Chade cocked his head. ‘Did you hear something?’
‘A moment.’ I held up a finger to Chade. Never mind, Dutiful. He’s with me; it will be all right now.
What’s it all about?
Never mind, I tell you. Never mind. I shifted my attention from Dutiful to Chade. ‘That which you “heard” was Dutiful shouting at me that he couldn’t find you. A widespread Skilling, such as he still does when he’s anxious.’
A slow smile dawned over Chade’s features, even as he said, ‘Oh, you must be mistaken. I was sure I heard a shout in the distance.’
‘So the Skill can seem at first. Until your mind learns to interpret what it senses.’

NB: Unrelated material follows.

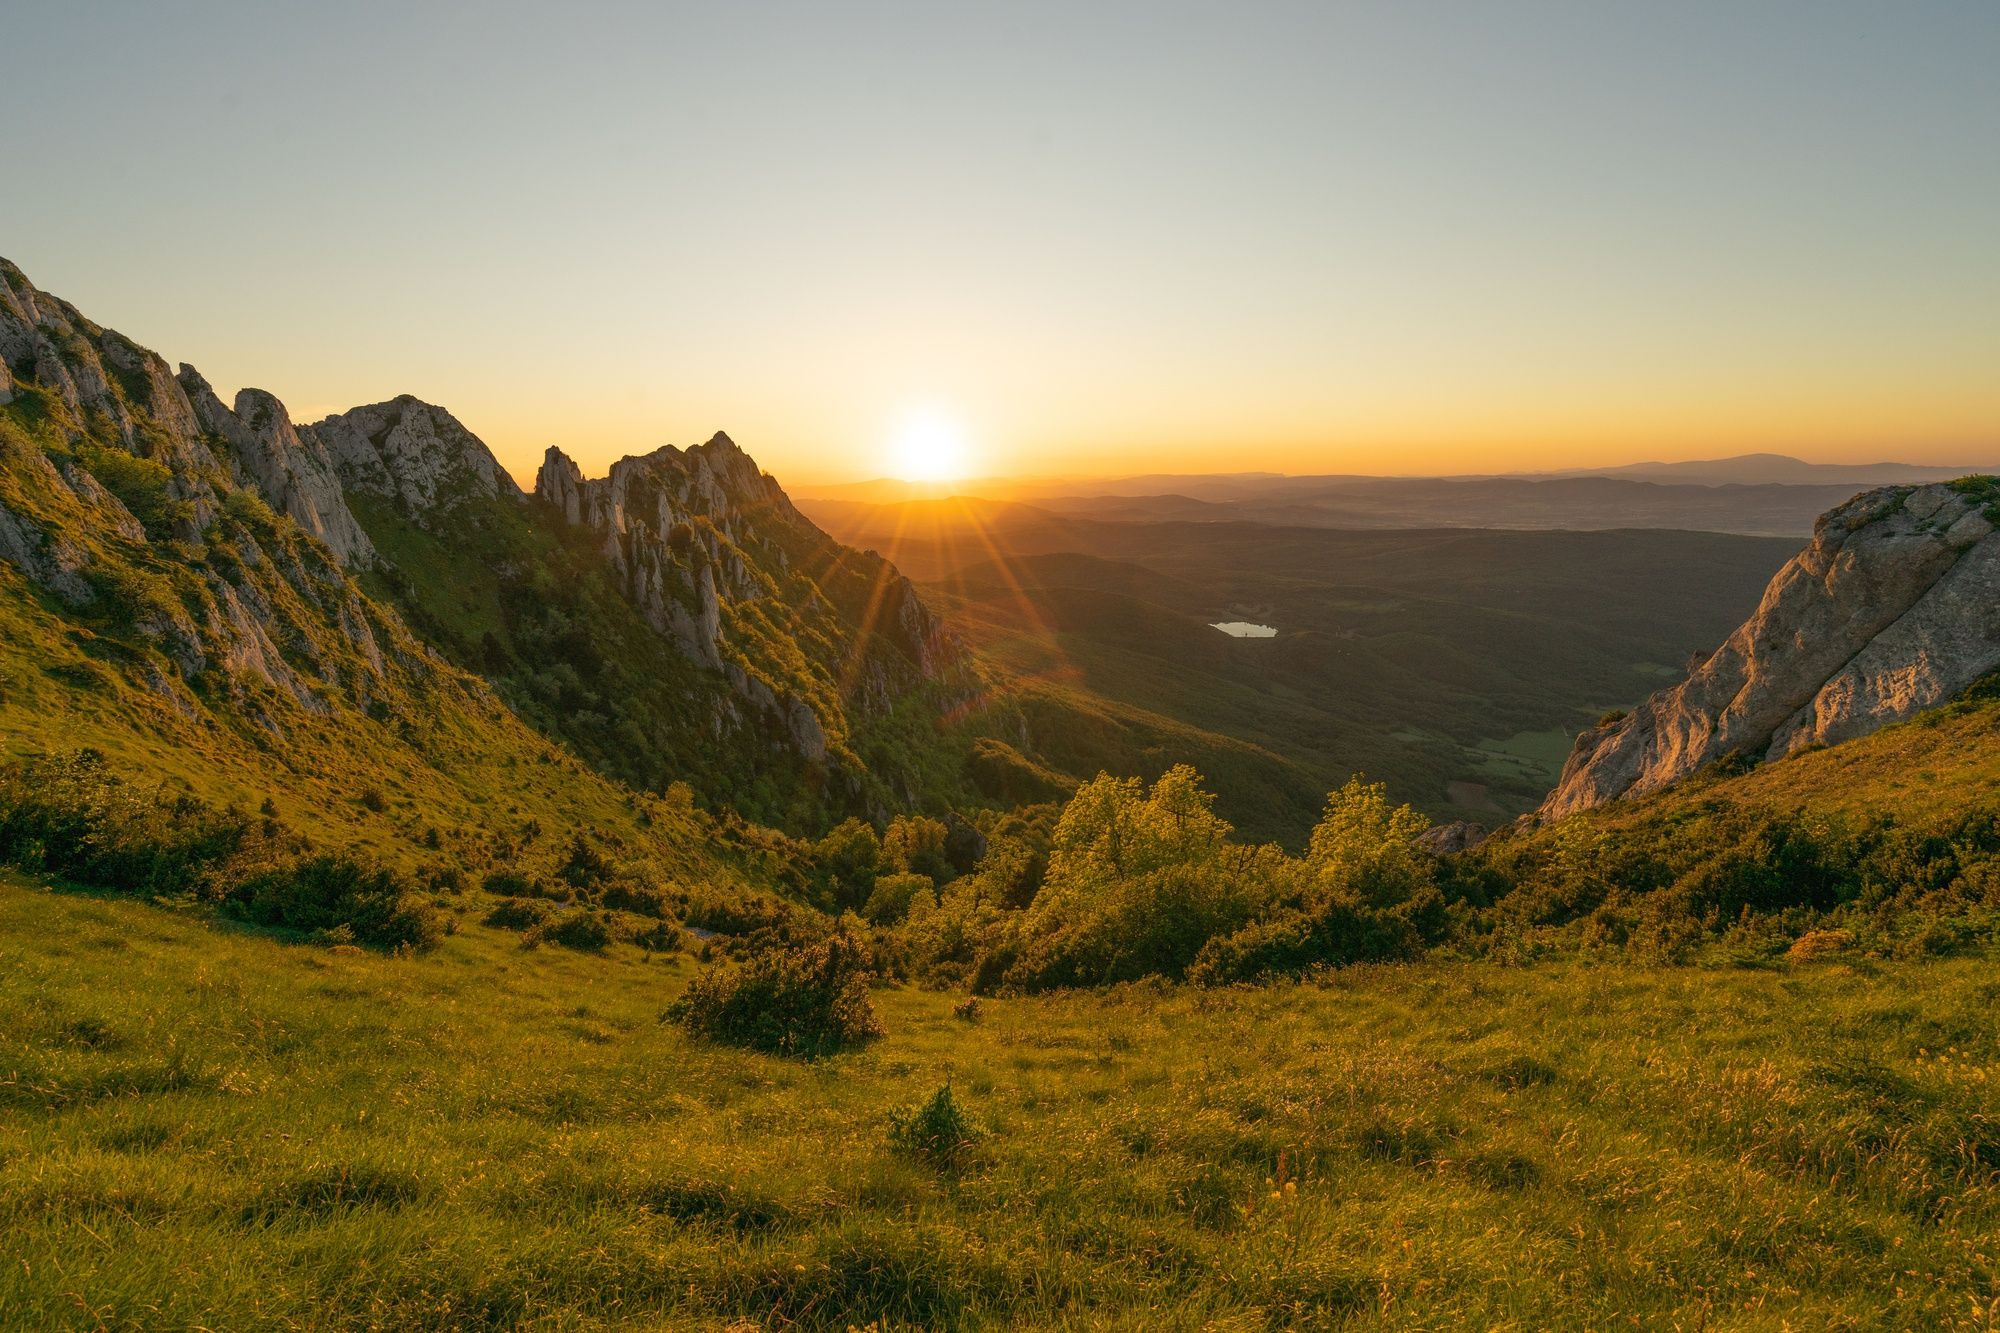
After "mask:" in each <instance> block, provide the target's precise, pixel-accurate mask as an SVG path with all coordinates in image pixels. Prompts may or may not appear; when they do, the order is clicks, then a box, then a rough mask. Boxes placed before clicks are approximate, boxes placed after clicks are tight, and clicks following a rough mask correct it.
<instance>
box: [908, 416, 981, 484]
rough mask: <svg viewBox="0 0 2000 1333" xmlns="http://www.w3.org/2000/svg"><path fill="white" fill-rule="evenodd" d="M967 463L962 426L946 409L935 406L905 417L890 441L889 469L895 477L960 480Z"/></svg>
mask: <svg viewBox="0 0 2000 1333" xmlns="http://www.w3.org/2000/svg"><path fill="white" fill-rule="evenodd" d="M968 462H970V452H968V446H966V432H964V428H962V426H960V424H958V420H954V418H952V416H950V414H948V412H938V410H934V408H922V410H916V412H910V414H908V416H904V420H902V426H900V428H898V430H896V438H894V440H892V442H890V472H892V474H894V476H896V478H898V480H918V482H940V480H960V478H962V476H964V474H966V466H968Z"/></svg>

‘Oh, my,’ Chade said quietly. He looked afar, smiling pensively. Then he came back to me with a jolt. ‘I’d nearly forgotten why I’d summoned you. The Queen’s convocation of the Witted. It is actually going to happen, much to my surprise. We’ve had word to expect them in six days. It’s taken them time to gather themselves, and they ask that the Queen send her own guard to bring them in under a safe passage flag. They asked for an exchange of hostages too, of course, but I told her that was nonsense! Six days from now, they will send us a bird telling us where to meet them. They promise it will be within a day’s ride of Buckkeep. When we get to the rendezvous, they will come to us. They will be cloaked and hooded to protect their identities. I’d like you to go with them when they ride out.’